|Drawing of an infant with arthrogryposis|
Arthrogryposis multiplex congenital (AMC), or simply arthrogryposis, describes congenital joint contracture in two or more areas of the body. It derives its name from Greek, literally meaning "curving of joints" (arthron, "joint"; grȳpōsis, late Latin form of late Greek grūpōsis, "hooking"). Children born with one or more joint contractures have abnormal fibrosis of the muscle tissue causing muscle shortening, and therefore are unable to perform active extension and flexion in the affected joint or joints.
AMC has been divided into three groups: amyoplasia, distal arthrogryposis, and syndromic. Amyoplasia is characterized by severe joint contractures and muscle weakness. Distal arthrogryposis mainly involves the hands and feet. Types of arthrogryposis with a primary neurological or muscle disease belong to the syndromic group.

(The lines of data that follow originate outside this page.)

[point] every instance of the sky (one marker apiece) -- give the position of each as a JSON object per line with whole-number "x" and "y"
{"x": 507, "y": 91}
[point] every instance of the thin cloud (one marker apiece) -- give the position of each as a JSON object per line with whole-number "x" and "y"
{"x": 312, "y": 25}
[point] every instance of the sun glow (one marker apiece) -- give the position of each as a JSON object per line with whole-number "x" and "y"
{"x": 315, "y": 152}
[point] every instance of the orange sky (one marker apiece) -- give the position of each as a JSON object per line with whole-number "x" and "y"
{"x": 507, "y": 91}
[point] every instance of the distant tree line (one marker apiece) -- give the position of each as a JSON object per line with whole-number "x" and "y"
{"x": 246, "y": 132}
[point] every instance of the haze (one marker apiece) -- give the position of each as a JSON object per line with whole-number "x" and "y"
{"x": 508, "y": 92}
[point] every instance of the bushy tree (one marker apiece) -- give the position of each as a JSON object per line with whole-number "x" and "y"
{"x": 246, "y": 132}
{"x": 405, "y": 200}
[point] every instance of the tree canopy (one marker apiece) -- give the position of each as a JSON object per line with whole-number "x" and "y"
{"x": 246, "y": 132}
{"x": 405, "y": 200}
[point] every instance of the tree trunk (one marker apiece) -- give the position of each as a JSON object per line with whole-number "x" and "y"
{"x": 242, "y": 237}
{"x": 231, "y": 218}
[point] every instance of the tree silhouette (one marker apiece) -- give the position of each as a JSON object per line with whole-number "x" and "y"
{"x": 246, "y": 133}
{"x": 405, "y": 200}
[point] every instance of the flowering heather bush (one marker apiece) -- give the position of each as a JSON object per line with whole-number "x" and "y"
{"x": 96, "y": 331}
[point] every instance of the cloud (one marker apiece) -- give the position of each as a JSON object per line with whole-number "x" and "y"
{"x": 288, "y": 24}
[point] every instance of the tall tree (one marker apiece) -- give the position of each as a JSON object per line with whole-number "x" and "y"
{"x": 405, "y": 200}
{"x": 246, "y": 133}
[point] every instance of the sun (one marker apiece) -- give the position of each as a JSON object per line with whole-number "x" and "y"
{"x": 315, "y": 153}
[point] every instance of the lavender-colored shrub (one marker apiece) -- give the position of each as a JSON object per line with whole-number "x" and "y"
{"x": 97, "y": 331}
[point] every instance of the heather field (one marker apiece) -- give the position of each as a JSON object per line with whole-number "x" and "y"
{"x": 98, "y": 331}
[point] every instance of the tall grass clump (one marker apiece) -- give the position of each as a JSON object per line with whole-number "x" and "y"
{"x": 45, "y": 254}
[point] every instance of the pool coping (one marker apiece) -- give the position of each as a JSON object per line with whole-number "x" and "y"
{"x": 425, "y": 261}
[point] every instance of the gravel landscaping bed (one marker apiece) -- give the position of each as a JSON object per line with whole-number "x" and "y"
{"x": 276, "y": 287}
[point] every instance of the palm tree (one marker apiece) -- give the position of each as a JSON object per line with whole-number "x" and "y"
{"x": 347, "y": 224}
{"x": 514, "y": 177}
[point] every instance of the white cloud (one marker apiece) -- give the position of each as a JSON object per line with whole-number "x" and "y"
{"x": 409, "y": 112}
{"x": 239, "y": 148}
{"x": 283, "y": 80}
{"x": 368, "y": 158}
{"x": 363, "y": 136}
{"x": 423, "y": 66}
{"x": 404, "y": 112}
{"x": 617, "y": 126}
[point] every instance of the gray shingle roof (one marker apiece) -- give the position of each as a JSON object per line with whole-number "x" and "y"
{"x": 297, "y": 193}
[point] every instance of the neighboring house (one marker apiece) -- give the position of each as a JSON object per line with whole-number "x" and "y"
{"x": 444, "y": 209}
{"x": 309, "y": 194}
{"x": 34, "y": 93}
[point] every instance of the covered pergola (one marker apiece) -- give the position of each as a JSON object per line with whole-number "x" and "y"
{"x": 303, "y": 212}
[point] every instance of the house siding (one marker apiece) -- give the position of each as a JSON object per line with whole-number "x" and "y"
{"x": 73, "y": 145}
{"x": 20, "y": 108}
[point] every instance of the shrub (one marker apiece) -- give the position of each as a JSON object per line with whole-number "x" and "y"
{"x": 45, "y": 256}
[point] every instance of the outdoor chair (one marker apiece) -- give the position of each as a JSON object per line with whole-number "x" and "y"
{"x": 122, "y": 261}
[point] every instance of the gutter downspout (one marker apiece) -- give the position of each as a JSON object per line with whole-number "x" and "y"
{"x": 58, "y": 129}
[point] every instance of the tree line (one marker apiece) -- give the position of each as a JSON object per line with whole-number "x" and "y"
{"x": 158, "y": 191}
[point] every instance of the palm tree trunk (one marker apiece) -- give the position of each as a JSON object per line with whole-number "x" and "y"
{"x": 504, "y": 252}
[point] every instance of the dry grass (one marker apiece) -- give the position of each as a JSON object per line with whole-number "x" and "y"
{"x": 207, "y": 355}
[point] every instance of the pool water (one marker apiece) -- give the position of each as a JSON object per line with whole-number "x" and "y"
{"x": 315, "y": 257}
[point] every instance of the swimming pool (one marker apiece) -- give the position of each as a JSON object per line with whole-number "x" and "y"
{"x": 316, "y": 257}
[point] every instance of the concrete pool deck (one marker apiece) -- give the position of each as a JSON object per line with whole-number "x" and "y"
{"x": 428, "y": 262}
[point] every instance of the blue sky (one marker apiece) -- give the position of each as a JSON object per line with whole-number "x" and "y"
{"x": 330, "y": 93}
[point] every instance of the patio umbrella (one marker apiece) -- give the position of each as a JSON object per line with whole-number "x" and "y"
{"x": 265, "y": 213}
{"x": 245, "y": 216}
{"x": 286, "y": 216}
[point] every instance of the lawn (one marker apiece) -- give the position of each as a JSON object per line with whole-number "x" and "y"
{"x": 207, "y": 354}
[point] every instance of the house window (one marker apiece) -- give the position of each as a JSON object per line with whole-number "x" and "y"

Often, every joint in a patient with arthrogryposis is affected; in 84% all limbs are involved, in 11% only the legs, and in 4% only the arms are involved. Every joint in the body, when affected, displays typical signs and symptoms: for example, the shoulder (internal rotation); wrist (volar and ulnar); hand (fingers in fixed flexion and thumb in palm); hip (flexed, abducted and externally rotated, frequently dislocated); elbow (extension and pronation) and foot (clubfoot). Range of motion can be different between joints because of the different deviations. Some types of arthrogryposis like amyoplasia have a symmetrical joint/limb involvement, with normal sensations. The contractures in the joints can result in delayed walking development in the first 5 years, but severity of contractures do not necessarily predict eventual walking ability or inability.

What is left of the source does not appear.